For the past ten years, Moss has enjoyed the “best seat in the house”, refereeing at regional and top international events such as the Senior Caribbean Squash Championships, the Pan American Squash Championships, the World Games, and the Pan American Games.
The Bermudian recently officiated at the Pan American Games in Santiago, Chile, and experienced a career highlight after being selected to referee the women’s team final between the United States and Canada.
“I’ve always been interested in refereeing, but it wasn’t until the Island Games in 2013 that I started to get involved in that role,” Moss told Bernews.

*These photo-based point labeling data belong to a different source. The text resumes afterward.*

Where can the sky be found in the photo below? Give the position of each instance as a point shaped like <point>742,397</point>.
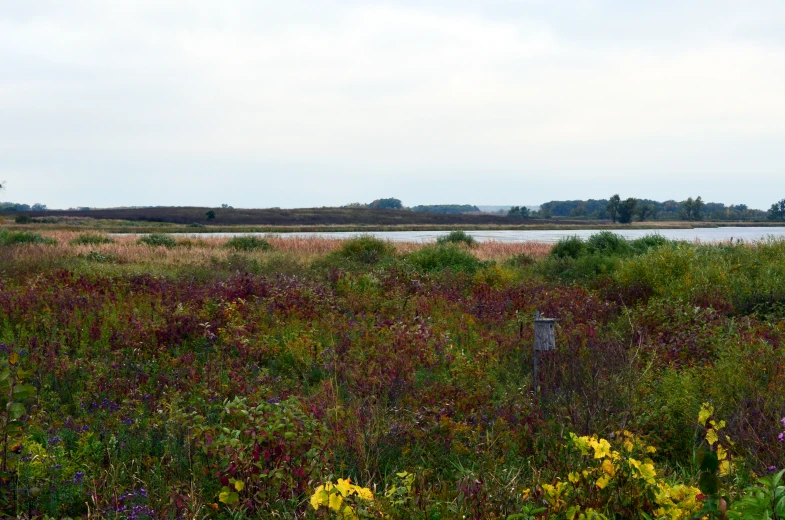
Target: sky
<point>256,103</point>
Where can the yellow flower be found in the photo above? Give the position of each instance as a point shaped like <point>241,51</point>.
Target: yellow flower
<point>602,448</point>
<point>721,453</point>
<point>707,411</point>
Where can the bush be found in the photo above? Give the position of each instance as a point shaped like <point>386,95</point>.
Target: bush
<point>608,243</point>
<point>643,244</point>
<point>248,243</point>
<point>11,238</point>
<point>457,237</point>
<point>571,247</point>
<point>90,239</point>
<point>441,257</point>
<point>366,249</point>
<point>157,240</point>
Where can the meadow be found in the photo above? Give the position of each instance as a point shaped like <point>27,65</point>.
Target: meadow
<point>192,378</point>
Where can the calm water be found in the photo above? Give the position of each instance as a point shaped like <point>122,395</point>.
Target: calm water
<point>748,234</point>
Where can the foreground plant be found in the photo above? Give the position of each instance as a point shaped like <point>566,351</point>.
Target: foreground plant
<point>345,499</point>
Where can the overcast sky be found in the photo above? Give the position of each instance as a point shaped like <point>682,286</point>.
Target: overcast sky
<point>316,103</point>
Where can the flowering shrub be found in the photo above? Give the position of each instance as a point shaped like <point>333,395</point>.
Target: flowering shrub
<point>346,500</point>
<point>619,478</point>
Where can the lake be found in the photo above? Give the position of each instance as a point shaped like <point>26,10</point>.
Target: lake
<point>721,234</point>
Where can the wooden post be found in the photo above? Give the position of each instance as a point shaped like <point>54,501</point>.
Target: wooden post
<point>544,339</point>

“A world-class official called Dave Howard came to the island to help guide the local referees during those Games, and his mentorship over the years has been inspirational.
“From that point on, refereeing took a hold over me, and I’ve grabbed the opportunities that have come my way.
“It’s a great way to stay involved in the sport. Plus, I get to watch these great athletes up close. Some of these players are in the top ten in the world, and it’s an experience of a lifetime for someone like me.”
A Bermuda Squash Racquets Association member, Moss was invited to officiate in Santiago by Panam Sports. He also refereed at the previous Pan American Games in Lima, Peru, in 2019.
“I refereed a few individual semi-finals, men’s and women’s, and moved into the doubles [in Santiago],” Moss said.
“The pinnacle for me was being asked to referee the women’s team gold-medal event. To be chosen for such a prestigious game was the highlight.”
The 50-year-old admits he enjoys the pressure of being the person in the hot seat and insists he never shies away from making the tough calls.
“There is a pressure at times, but I wouldn’t be in those spots if I didn’t know what I was doing and confident in my ability to handle those situations,” said Moss, who started playing squash aged seven and represented Bermuda at the senior level.
With squash finally set for inclusion at the Olympic Games in Los Angeles in 2028, Moss said he would relish the chance to test his decision-making and knowledge at the pinnacle of the sport.
“It will be tough to get invited to the Olympics,” he added. “Everyone will want to go to that one. There’s always a possibility, though.”